The announcement followed by a day the latest known death of a person in Italy shortly after receiving the vaccine. A 57-year-old clarinet teacher, who received the vaccine in the northern Piedmont region on Saturday evening, as part of a national rollout for teachers, died at home early Sunday morning.
Autopsies have been ordered for that death, as well as to a handful of other deaths last week of others in Italy who had received the vaccine.
AstraZeneca: 37 reports in 17 million people
AstraZeneca said on its website that there have been 37 reports of blood clots out of more than 17 million people vaccinated in the 27-country European Union and Britain. The drugmaker said there is no evidence the vaccine carries an increased risk of clots.
In fact, it said the incidence of clots is much lower than would be expected to occur naturally in a general population of this size and is similar to that of other licensed COVID-19 vaccines.
'No reason' for Australia to pause AstraZeneca vaccine rollout: expert
The European Medicines Agency and the World Health Organisation have also said that the data does not suggest the vaccine caused the clots and that people should continue to be immunised.
The AstraZeneca shot has become a key tool in European countries' efforts to vaccinate their citizens against COVID-19. But Pfizer's and Moderna's vaccines are also used on the continent, and Johnson & Johnson's one-shot vaccine has been authorised but not yet delivered.
In the US, which relies on the Pfizer and Moderna vaccines, AstraZeneca is expected to apply any day now for authorisation.
Blood clots can travel through the body and cause heart attacks, strokes and deadly blockages in the lungs. AstraZeneca reported 15 cases of deep vein thrombosis, or a type of clot that often develops in the legs, and 22 instances of pulmonary embolisms, or clots in the lungs.
Australia, Britain standing by vaccine
Denmark last week became the first country to temporarily halt use of the AstraZeneca vaccine in recent days to investigate. It said one person developed clots and died 10 days after receiving at least one dose. The other countries include Ireland, Thailand, the Netherlands, Norway, Iceland, Congo and Bulgaria.
Last week, Germany and France were among the nations that stuck by the shot, while Italy suspended only a specific batch of the vaccine. Australia and Britain have said they are standing by AstraZeneca's vaccine for now.
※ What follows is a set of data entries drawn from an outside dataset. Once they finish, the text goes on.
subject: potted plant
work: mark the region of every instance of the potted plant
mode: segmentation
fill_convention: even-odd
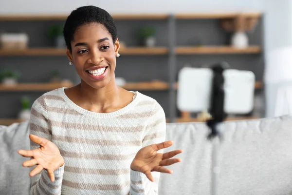
[[[154,47],[155,45],[155,29],[152,26],[145,26],[140,28],[138,36],[143,41],[143,44],[147,47]]]
[[[52,26],[48,31],[48,36],[54,41],[55,47],[63,48],[66,47],[66,42],[63,37],[63,26],[61,25]]]
[[[12,69],[6,69],[0,72],[0,79],[2,83],[5,85],[15,85],[17,84],[20,73]]]
[[[18,118],[21,120],[29,120],[31,115],[30,99],[26,96],[20,99],[21,109],[18,113]]]

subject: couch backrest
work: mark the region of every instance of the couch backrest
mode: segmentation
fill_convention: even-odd
[[[216,195],[292,195],[292,116],[228,121],[219,127]],[[169,123],[167,140],[182,161],[162,174],[159,195],[212,195],[213,144],[204,123]]]
[[[22,166],[29,158],[17,153],[30,149],[29,134],[28,121],[0,127],[0,195],[29,194],[30,170]]]

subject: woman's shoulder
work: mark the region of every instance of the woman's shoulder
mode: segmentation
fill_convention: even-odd
[[[33,107],[41,106],[45,107],[48,104],[55,104],[57,102],[64,101],[62,96],[62,90],[63,88],[54,89],[42,94],[35,100]]]
[[[140,92],[137,93],[137,97],[139,97],[139,102],[136,106],[138,109],[146,109],[152,112],[164,112],[160,104],[155,99]]]

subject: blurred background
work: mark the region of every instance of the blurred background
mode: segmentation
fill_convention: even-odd
[[[289,112],[292,0],[11,0],[0,1],[0,125],[26,119],[43,93],[80,81],[62,31],[70,13],[87,5],[115,20],[117,84],[156,99],[168,121],[197,120],[177,109],[180,70],[223,61],[256,78],[252,112],[228,120]]]

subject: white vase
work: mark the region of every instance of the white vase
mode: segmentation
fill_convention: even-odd
[[[27,120],[30,118],[31,111],[30,109],[22,110],[18,113],[18,118],[20,120]]]
[[[17,80],[14,78],[7,78],[2,80],[2,83],[4,85],[13,85],[17,84]]]
[[[231,45],[238,48],[245,48],[248,46],[248,38],[244,32],[235,33],[231,37]]]
[[[154,37],[149,37],[146,38],[145,44],[146,46],[148,47],[153,47],[155,46],[155,38]]]

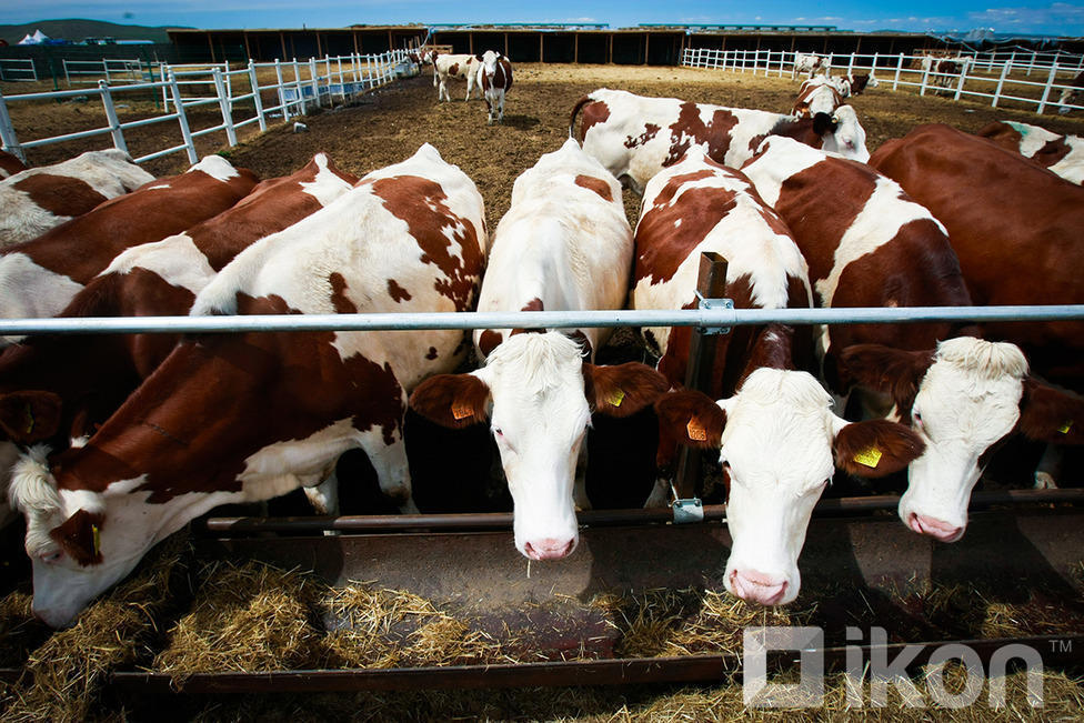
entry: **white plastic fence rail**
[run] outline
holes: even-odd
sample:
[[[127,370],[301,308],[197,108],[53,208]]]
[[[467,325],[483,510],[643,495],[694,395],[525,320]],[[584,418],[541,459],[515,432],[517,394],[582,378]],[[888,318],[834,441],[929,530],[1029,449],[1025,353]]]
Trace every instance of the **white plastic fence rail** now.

Spahn, the German health minister, said of the decision to suspend the AstraZeneca shot: "The most important thing for confidence is transparency." He said both first and second doses of the vaccine would be affected by the suspension.
German authorities have encouraged anyone who feels increasingly ill more than four days after receiving the shot — for example, with persistent headaches or dot-shaped bruises — to seek medical attention.
Germany has received slightly over 3 million doses of the AstraZeneca vaccine. Spahn said about 1.6 million doses of the shot have so far been administered in the country.
Q&A: What we know about the AstraZeneca vaccine
Is Australia planning to use the AstraZeneca vaccine?
Yes. Australia has secured about 54 million doses of the AstraZeneca vaccine with 50 million of them to be produced locally in Melbourne.The first shipment arrived in Australia at the end of February.
I'm Australian, which vaccine will I get?
Australia has approved the Pfizer/BioNTech vaccine and the Oxford/Astrazeneca vaccine. You will not be given a choice about which vaccine you get.
What does the government think about these blood clot developments?
Scott Morrison has moved to reassure Australians that the AstraZeneca coronavirus vaccine is safe.He said there was no need for Australia's Therapeutic Goods Administration (TGA) to reconsider the vaccine.The AstraZeneca vaccine was approved for use last month.